- За яростных пить не буду, -- воспротивилась Ольга. -- Слишком много ярости и просто злобы скопилось в этом мире. И нечего презирать уют. Создавать его -- занятие куда как достойное.
Илья встал.
- Критику предыдущего оратора признаю вполне
справедливой. Меняю свой тост. Пьём за добрых и весёлых, умеющих жить со вкусом.
- Это я поддерживаю, -- чокнулась с ним Ольга.
"Хорошо посидели". Она показала свой фотоальбом. Вот здесь -- с родителями, совсем крохотуля. А это уже детдом... На детдомовских снимках лицо её уж очень серьёзно. Ни на одном из них не увидел улыбки.
"Да-а, досталась ей судьбинушка..." И ему стало как-то неловко: он-то вырос среди родительской ласки, а каково было ей в детдоме, похожим всем своим укладом на казарму!
И ещё отметил: в комнате, -- можно сказать, образцовый порядок и поистине уют.
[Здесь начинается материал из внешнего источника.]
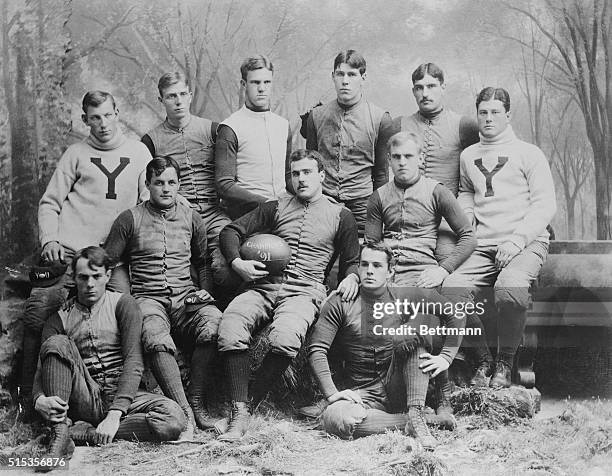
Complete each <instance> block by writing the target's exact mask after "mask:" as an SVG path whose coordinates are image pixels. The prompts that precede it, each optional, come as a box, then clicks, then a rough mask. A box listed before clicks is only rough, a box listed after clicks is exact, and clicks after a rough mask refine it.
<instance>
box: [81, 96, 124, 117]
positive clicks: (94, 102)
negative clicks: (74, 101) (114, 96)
mask: <svg viewBox="0 0 612 476" xmlns="http://www.w3.org/2000/svg"><path fill="white" fill-rule="evenodd" d="M108 99H110V101H111V102H112V103H113V109H115V108H116V107H117V106H116V105H115V98H114V97H113V95H112V94H111V93H107V92H106V91H88V92H87V93H86V94H85V96H83V112H84V113H85V114H87V108H89V107H90V106H91V107H98V106H100V105H101V104H103V103H104V102H106V101H107V100H108Z"/></svg>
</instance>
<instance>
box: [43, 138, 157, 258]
mask: <svg viewBox="0 0 612 476" xmlns="http://www.w3.org/2000/svg"><path fill="white" fill-rule="evenodd" d="M150 160H151V154H150V153H149V150H148V149H147V147H146V146H145V145H144V144H143V143H142V142H138V141H135V140H132V139H127V138H125V136H123V134H122V133H120V132H119V133H118V135H117V136H116V137H115V138H114V139H113V141H112V142H110V143H108V144H100V143H98V142H97V141H96V140H95V138H92V137H91V136H90V137H89V138H88V139H86V140H85V141H83V142H79V143H76V144H73V145H71V146H70V147H68V149H66V152H64V154H63V155H62V157H61V158H60V160H59V162H58V164H57V168H56V170H55V172H54V174H53V176H52V177H51V181H50V182H49V185H47V190H46V191H45V193H44V195H43V196H42V198H41V199H40V203H39V206H38V227H39V239H40V244H41V246H44V245H45V244H46V243H48V242H50V241H58V242H59V243H60V244H61V245H62V246H64V247H65V248H67V249H68V250H71V251H73V252H74V251H77V250H79V249H81V248H84V247H86V246H90V245H99V244H100V243H102V242H103V241H104V240H105V239H106V236H107V235H108V232H109V231H110V228H111V225H112V224H113V221H114V220H115V218H117V216H118V215H119V214H120V213H121V212H122V211H124V210H126V209H128V208H130V207H133V206H135V205H136V204H137V203H138V202H139V201H140V200H143V199H146V198H148V190H147V189H146V187H145V168H146V165H147V163H148V162H149V161H150Z"/></svg>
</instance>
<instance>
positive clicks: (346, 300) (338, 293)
mask: <svg viewBox="0 0 612 476" xmlns="http://www.w3.org/2000/svg"><path fill="white" fill-rule="evenodd" d="M336 291H338V294H339V295H340V296H341V297H342V300H343V301H345V302H348V301H352V300H353V299H355V298H356V297H357V293H359V277H357V275H356V274H355V273H351V274H349V275H348V276H347V277H346V278H344V279H343V280H342V281H340V284H338V288H337V289H336Z"/></svg>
На окне -- белоснежная занавеска, кровать аккуратно заправлена таким же белоснежным покрывалом. На туалетном столике перед зеркалом -- рядком цилиндрики с помадой, флакончики. А на трёхэтажной книжной полке -- никаких побрякушек: только книги в безупречном равнении, как солдаты в строю. И ещё магнитофон.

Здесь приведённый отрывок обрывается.